In June 2020, as news of the upcoming relaxiation of the rules emerged, accommodation bookings in the Lake District started to trickle in. On the 4th of July they exploded.
The pent up demand for staycations was huge as holidaymakers realised that foreign holidays were liable to cancelation at any moment, and opted instead for more traditional English family holidays.

The October Tiers

Boris Johnson announced the new local tier system on October 12th 2020. These measures came into force on October 14th. All of the Lake District and Cumbria were placed in Tier One.
On Thursday 15th October 2020 Barrow-in-Furness, in the far south west of Cumbria moved into High Alert Tier Two. It was joined by Carlisle on the 29th of October.

Lockdown 2

The Lake District was very successful in managing to remain in Tier One and so stay open during October. Sadly we went into National lockdown along with the rest of England on the 5th November 2020. This effectively closed the Lake District and Cumbria to overnight visitors and day trippers.
National restrictions applied throughout the whole of Cumbria. Holiday accommodation, pubs, restaurants, visitor attractions and non essential shops were among visitor facilities closed. Unlike lockdown 1, schools and colleges remained open.

Back to the Tiers

On December 2nd lockdown 2 was lifted as England returned to a three tier system. The Lake District & Cumbria was placed in Tier Two.
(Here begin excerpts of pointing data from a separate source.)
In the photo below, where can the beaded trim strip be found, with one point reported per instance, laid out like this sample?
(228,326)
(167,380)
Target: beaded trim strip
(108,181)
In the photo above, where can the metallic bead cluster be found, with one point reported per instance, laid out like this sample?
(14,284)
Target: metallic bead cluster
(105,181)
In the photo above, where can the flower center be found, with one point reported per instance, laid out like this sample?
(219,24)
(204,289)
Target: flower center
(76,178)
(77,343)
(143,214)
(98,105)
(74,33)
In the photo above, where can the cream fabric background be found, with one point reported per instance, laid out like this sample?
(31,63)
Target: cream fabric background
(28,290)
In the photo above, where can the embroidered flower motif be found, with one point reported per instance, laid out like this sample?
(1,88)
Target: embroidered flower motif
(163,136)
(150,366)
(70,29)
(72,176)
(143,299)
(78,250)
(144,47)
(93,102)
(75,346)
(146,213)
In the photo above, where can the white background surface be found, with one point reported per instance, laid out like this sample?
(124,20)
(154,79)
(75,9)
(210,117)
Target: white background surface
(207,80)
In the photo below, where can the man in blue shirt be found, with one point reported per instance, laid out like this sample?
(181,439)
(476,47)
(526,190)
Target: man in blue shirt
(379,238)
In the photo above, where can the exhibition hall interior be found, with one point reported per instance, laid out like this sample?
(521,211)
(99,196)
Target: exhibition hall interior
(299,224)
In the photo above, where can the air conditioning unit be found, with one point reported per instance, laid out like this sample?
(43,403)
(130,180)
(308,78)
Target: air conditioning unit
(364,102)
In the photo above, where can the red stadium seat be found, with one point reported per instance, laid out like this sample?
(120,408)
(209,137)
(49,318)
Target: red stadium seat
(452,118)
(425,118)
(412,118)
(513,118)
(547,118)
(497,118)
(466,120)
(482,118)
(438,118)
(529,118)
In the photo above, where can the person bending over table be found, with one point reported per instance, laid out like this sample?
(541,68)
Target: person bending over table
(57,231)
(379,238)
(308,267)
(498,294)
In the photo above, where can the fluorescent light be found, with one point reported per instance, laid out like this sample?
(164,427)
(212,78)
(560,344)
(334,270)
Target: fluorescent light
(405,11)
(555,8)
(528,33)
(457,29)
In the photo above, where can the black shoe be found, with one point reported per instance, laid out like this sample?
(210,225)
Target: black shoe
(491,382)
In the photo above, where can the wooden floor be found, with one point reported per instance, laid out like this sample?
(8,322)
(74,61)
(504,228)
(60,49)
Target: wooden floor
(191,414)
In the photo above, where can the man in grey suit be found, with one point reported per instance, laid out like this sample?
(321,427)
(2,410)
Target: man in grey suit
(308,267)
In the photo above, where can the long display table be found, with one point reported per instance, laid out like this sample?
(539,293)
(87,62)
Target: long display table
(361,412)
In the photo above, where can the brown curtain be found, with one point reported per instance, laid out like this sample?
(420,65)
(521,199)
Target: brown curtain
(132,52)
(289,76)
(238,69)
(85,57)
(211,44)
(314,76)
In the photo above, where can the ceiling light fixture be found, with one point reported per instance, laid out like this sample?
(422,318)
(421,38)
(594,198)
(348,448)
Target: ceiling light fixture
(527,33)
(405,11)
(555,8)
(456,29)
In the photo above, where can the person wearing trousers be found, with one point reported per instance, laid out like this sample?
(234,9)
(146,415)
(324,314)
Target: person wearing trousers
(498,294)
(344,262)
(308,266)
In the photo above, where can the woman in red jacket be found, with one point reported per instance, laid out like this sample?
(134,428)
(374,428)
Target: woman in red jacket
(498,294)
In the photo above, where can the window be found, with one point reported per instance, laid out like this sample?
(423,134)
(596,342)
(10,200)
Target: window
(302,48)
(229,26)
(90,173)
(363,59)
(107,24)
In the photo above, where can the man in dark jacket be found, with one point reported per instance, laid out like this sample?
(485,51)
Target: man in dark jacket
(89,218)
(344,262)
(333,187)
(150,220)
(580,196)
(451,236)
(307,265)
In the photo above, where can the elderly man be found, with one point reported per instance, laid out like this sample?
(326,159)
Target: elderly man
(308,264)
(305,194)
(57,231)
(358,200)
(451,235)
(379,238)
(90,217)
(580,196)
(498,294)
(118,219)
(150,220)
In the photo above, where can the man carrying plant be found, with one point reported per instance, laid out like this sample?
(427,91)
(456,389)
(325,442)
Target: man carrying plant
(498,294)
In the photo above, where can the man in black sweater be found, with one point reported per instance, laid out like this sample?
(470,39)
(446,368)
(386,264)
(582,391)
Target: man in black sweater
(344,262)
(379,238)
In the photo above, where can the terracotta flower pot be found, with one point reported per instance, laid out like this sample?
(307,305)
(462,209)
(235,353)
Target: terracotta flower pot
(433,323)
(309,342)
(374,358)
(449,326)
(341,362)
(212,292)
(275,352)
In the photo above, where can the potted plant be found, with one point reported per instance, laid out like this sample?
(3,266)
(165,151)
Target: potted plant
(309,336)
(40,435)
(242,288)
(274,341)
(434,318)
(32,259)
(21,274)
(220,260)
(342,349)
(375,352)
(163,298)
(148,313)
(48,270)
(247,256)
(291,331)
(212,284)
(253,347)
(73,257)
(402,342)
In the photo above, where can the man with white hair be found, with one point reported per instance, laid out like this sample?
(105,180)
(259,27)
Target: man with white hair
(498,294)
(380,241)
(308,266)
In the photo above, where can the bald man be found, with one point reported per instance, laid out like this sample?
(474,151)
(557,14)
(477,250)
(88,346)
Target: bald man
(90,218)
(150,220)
NHS Cumbria coronavirus advice

The main symptoms of (COVID-19) coronavirus are:

  • high temperature – this means you feel hot to touch on your chest or back (you do not need to measure your temperature)
  • new, continuous cough – this means coughing a lot for more than an hour, or 3 or more coughing episodes in 24 hours (if you usually have a cough, it may be worse than usual)
  • loss or change to your sense of smell or taste – this means you’ve noticed you cannot smell or taste anything, or things smell or taste different to normal

Most people with coronavirus have at least one of these symptoms.

You can find the latest information and advice on COVID-19 coronavirus from Public Health England at

Related links:
Cumbria County Council advice

Coronavirus safety – how to wash hands thoroughly

image of an NHS poster for advice for safety during the 2020 outbreak of COVID-19 coronavirus in Cumbria and the Lake District
And, finally, in the words of the wonderful Captain Tom:
“You’ve all got to remember that we will get through it in the end, it will all be right. For all those people finding it difficult at the moment, the sun will shine on you again and the clouds will go away.”